Pass the Google Cloud Professional Data Engineer exam

2 minute read

The Prerequisite

Google Cloud certifications need a right balance of both theory and practical skills. For the theory, Google Cloud documentation is a great resource and to increase your practical skills, you will have to practice frequently and extensively.

The Exam Topics

This certification tests your ability to design big data solutions on GCP.

This exam expects that you are familiar with the big data products (storage, processing, display) and their open source alternatives as well. This is required because some of the questions expect you to answer GCP alternatives for open source big data products.

Key topic

BigQuery is the product that you must understand clearly. If you understand BigQuery, you can answer 40% of this exam.

  • writing, saving, and sharing queries, moving data in-out from BigQuery.

  • BigQuery data transfer service and use of BigQuery for GeoData.

  • BigQuery ML

Overview of other topics

  • a clear understanding of Hadoop ecosystem: most of the tools from Hadoop ecosystem have an alternative in GCP like Data Proc for Hadoop Spark cluster, Dataflow for Apache Beam, Composer for Airflow, and others.

  • be able to understand how different GCP components fit with GCP big data products.

  • Data Studio: viewing BigQuery data in Data Studio along with caching concept.

  • DataFlow input source and sink of Dataflow processed data.

  • GCS — You must understand different classes of GCS, moving data from one class to another class, object life cycle, ways to get data into GCS and what components can be used with GCS and use of GCS with DataProc cluster.

  • the use of DataPrep and DataLab in GCP, and target users of these products.
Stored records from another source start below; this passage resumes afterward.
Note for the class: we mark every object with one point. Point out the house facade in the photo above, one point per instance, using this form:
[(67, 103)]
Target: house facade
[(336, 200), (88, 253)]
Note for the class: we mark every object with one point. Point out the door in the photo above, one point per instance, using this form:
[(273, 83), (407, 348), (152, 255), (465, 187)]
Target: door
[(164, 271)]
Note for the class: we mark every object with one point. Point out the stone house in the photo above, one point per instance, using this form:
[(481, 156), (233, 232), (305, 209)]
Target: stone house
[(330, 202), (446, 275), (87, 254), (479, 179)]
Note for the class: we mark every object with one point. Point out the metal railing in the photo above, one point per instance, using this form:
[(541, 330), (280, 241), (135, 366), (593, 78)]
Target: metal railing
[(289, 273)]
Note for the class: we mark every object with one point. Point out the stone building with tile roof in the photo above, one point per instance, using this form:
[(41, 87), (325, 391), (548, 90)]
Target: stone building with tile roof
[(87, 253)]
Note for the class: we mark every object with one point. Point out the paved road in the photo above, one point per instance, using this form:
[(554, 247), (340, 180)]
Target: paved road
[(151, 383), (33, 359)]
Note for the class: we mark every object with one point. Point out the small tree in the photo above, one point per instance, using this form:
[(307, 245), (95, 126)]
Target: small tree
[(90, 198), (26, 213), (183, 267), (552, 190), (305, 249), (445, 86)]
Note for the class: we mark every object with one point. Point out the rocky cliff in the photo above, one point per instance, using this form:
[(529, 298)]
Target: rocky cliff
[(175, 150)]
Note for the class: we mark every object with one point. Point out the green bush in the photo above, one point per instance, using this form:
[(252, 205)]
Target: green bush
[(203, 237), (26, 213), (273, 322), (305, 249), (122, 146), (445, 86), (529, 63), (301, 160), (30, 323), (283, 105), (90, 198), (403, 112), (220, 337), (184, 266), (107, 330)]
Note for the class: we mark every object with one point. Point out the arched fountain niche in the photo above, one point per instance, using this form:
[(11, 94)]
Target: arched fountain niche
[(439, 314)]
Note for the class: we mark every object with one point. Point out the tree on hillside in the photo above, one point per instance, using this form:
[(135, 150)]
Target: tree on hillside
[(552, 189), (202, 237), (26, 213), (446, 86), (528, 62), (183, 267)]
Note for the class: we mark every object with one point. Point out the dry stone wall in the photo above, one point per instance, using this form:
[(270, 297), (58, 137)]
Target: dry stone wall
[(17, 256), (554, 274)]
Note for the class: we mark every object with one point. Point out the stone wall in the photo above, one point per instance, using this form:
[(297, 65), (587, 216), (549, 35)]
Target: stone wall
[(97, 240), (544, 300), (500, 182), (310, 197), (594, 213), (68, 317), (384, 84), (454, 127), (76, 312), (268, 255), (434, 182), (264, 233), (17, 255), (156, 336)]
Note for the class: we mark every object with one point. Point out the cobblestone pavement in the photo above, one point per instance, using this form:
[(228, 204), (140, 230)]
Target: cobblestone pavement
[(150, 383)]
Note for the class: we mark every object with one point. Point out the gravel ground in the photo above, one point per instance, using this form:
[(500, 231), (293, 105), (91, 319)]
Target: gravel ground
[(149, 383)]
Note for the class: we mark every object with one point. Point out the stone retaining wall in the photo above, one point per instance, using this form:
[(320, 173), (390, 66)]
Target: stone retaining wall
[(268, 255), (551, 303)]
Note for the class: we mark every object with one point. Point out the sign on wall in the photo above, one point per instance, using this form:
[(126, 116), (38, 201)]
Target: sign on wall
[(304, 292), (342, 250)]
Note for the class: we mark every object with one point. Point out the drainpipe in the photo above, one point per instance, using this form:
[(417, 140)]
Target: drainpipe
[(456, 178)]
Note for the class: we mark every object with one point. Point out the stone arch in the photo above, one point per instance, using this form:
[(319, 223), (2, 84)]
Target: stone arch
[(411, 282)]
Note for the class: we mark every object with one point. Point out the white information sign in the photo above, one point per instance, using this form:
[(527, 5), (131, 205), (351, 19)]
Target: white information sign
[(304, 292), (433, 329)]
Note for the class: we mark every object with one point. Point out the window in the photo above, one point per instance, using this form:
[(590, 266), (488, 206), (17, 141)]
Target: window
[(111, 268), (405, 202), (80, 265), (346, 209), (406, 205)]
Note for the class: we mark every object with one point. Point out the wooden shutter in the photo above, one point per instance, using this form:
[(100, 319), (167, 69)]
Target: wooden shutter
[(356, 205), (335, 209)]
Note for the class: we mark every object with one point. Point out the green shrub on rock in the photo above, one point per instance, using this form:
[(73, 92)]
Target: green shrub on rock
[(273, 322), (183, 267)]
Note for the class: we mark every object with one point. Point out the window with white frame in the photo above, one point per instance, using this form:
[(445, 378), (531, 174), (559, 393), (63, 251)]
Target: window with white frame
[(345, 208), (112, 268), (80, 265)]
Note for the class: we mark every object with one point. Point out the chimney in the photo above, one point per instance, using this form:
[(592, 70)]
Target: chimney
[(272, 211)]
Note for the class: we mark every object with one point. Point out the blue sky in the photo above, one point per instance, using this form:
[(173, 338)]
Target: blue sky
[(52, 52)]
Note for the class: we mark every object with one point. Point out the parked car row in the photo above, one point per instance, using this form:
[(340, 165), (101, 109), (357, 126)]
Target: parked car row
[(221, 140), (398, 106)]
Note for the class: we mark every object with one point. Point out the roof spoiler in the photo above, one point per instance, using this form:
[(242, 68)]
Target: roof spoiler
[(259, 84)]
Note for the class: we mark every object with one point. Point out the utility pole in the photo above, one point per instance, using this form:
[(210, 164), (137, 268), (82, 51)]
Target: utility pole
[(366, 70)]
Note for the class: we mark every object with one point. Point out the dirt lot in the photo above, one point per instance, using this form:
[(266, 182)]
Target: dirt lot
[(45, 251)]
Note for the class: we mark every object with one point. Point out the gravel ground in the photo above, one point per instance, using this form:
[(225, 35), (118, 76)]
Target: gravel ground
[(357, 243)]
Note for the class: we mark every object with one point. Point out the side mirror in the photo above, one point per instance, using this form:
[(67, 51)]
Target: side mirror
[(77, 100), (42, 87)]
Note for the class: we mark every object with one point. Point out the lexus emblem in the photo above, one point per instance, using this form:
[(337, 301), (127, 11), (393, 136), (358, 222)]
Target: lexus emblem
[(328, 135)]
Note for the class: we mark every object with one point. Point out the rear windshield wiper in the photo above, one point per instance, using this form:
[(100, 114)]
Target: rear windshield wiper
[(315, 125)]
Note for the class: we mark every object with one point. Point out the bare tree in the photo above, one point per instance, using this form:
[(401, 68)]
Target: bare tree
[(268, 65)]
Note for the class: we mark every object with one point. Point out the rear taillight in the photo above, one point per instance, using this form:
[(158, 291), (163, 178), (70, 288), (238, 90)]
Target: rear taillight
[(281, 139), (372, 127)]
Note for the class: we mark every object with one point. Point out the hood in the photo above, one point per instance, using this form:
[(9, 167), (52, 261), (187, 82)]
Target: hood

  • Machine Learning: You are not expected to be a master of Machine learning, but you must understand below machine learning concepts such as Bias-Variance trade-off, overfitting and underfitting, training, linear regression, classification, Gradient descent.

  • Machine learning models, what is the use of GCP MLE (Machine learning engine)

Tips

  • Make sure you understand the Compute resources on GCP

  • You must have a great understanding of Google Cloud Storage

  • Stackdriver monitoring is a must. You can expect 3–4 questions easy-to-answer on Stackdriver

  • You should clearly understand the IAM roles

  • Make sure you understand the GCP architecture and design one give a problem statement.

  • You should be able to understand how resources are organized in projects and how projects, folders, and organization structure works in GCP

Final words

If you thoroughly understand the ‘How-to’ and ‘Concepts‘ sections of Google Cloud documentation, you easily have 70% of what it takes to clear GCP certification; remaining 30% is your practice, experience, and your state-of-mind during exams.